A Challenge to Lethal Injections

Is the level of pain inflicted 'cruel'?

Posted November 3, 2007

How do you measure whether the pain of an execution is too great? That is essentially the question the Supreme Court will address when, early next year, it hears the case of two Kentucky death-row inmates challenging the state's method of lethal injection. The two men argue that the particular three-drug cocktail used to kill death-row inmates in Kentucky should be considered cruel and unusual punishment.

Kentucky death-row inmates Ralph Baze (L) and Thomas Bowling.
Kentucky death-row inmates Ralph Baze (L) and Thomas Bowling.

Their case will be the first time that the Supreme Court has directly looked at the constitutionality of a particular method of execution since 1879, when the justices upheld the use of firing squads. The high court may leave to the state the decision of whether Kentucky's particular method of lethal injection is unconstitutional. But the justices' decision to take on the case indicates they are likely to set a new standard for defining what execution methods are unconstitutional.

Key to the Kentucky case is a question of science.
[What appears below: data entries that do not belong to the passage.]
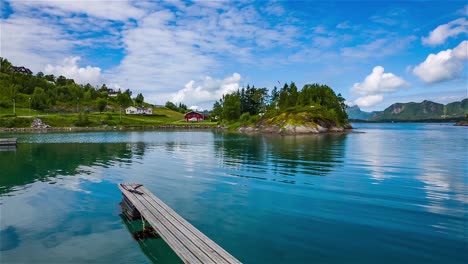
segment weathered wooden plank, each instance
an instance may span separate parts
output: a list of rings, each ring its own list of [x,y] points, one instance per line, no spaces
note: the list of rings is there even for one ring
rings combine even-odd
[[[181,225],[172,215],[168,214],[165,210],[162,210],[159,205],[155,204],[154,200],[147,195],[145,189],[142,189],[141,191],[144,195],[137,195],[140,201],[144,199],[150,211],[152,211],[158,219],[164,218],[167,221],[165,222],[167,227],[171,229],[173,233],[180,234],[179,239],[181,242],[188,245],[190,250],[197,256],[200,254],[204,263],[229,263],[216,250],[208,246],[206,241],[195,236],[191,229]],[[193,226],[192,229],[194,229]],[[208,259],[205,256],[208,257]]]
[[[169,230],[174,236],[182,243],[194,256],[196,256],[202,263],[216,263],[216,260],[212,259],[208,254],[203,250],[197,247],[196,242],[192,241],[184,233],[182,233],[176,226],[174,226],[171,221],[161,214],[159,211],[152,208],[152,205],[145,199],[146,194],[138,195],[135,194],[135,197],[146,206],[145,209],[148,209],[158,220],[164,225],[164,227]]]
[[[137,185],[131,184],[131,186],[135,187]],[[153,208],[155,208],[156,210],[164,210],[163,214],[170,215],[172,221],[174,221],[174,224],[179,227],[181,232],[188,235],[190,239],[196,241],[197,245],[199,245],[208,254],[213,254],[216,259],[216,263],[240,263],[239,260],[234,258],[231,254],[225,251],[213,240],[208,238],[205,234],[200,232],[200,230],[196,229],[187,220],[182,218],[179,214],[177,214],[174,210],[172,210],[168,205],[166,205],[163,201],[157,198],[144,186],[140,187],[139,190],[148,195],[148,197],[151,199],[149,200],[149,202],[151,205],[153,205]],[[147,196],[145,195],[145,197]]]
[[[185,263],[240,263],[214,241],[139,184],[119,185],[122,193]],[[128,190],[127,190],[128,189]]]
[[[184,263],[203,263],[185,245],[183,245],[177,236],[167,229],[150,210],[145,208],[146,206],[137,199],[136,195],[138,194],[133,194],[125,190],[122,190],[122,192],[133,203],[133,205],[138,208],[140,214],[143,215],[143,217],[151,224],[156,232],[164,239],[164,241],[166,241],[166,243],[174,250]]]

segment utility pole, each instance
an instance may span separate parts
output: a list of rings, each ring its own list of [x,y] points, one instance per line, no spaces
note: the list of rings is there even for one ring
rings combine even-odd
[[[13,99],[13,115],[16,115],[15,99]]]
[[[29,97],[29,116],[31,116],[31,97]]]
[[[120,123],[122,123],[122,106],[120,106],[119,115],[120,115]]]

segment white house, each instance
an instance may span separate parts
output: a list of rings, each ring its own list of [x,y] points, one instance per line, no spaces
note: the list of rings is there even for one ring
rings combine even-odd
[[[127,115],[152,115],[153,109],[151,107],[139,107],[139,106],[130,106],[125,108],[125,114]]]

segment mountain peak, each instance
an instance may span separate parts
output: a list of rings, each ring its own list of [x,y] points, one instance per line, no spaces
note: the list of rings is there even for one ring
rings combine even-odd
[[[429,100],[421,103],[394,103],[380,112],[364,112],[359,107],[349,107],[346,112],[350,119],[369,121],[421,121],[463,118],[468,114],[468,98],[461,102],[453,102],[447,105]]]

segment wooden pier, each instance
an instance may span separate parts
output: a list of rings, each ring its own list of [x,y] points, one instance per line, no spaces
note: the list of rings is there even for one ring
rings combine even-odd
[[[184,263],[241,263],[141,184],[119,188]]]
[[[0,147],[16,146],[16,138],[0,138]]]

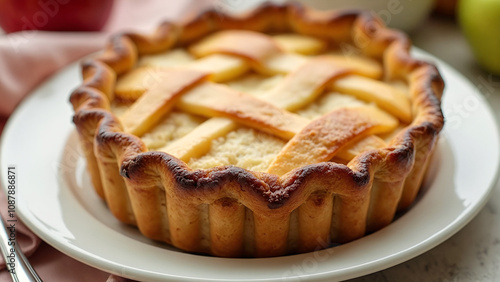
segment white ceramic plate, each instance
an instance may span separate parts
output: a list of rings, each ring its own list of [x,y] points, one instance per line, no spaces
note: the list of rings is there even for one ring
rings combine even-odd
[[[421,51],[419,56],[436,59]],[[498,127],[478,90],[437,62],[447,82],[447,125],[418,201],[390,226],[349,244],[266,259],[191,255],[119,224],[90,187],[71,122],[73,64],[30,95],[9,120],[1,175],[18,170],[17,213],[44,241],[94,267],[137,280],[331,281],[379,271],[446,240],[487,201],[499,167]],[[3,187],[6,187],[3,177]]]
The standard form of lethal injection uses three drugs--the first to stop pain, the second to paralyze the condemned inmate, and the third to stop the heart. The problem comes with drug two: Medical experts testified at trial that there has been a high level of error in this shot, leaving the individual conscious and possibly able to feel the excruciating pain of the third shot. But because the second drug also paralyzes the individual, observers cannot necessarily tell if the person is experiencing any extreme sensation.

Alternatives. This uncertainty, the defendants argue, creates the potential for unjust harm. And, they argue, there is an easy alternative: another combination of drugs that would cause death with less pain.

Kentucky prosecutors and the state trial court have found this evidence unconvincing. And courts across the country have differed over precisely what standard inmates must show: Is the simple evidence of other problems with this drug combination enough to stop using it? Or must defendants show more specific problems in the individual execution?

There's no doubt the court has shown increasing willingness to regulate the reach of the death penalty, striking down its use for mentally ill individuals and for juveniles in recent years.

But the court's involvement may ultimately be a double-edged sword for death penalty opponents. Says Stephen Vladeck, an American University law professor, "Maybe what these cases are is recognition by the center of the court that we are going to have a death penalty but that we have to police it."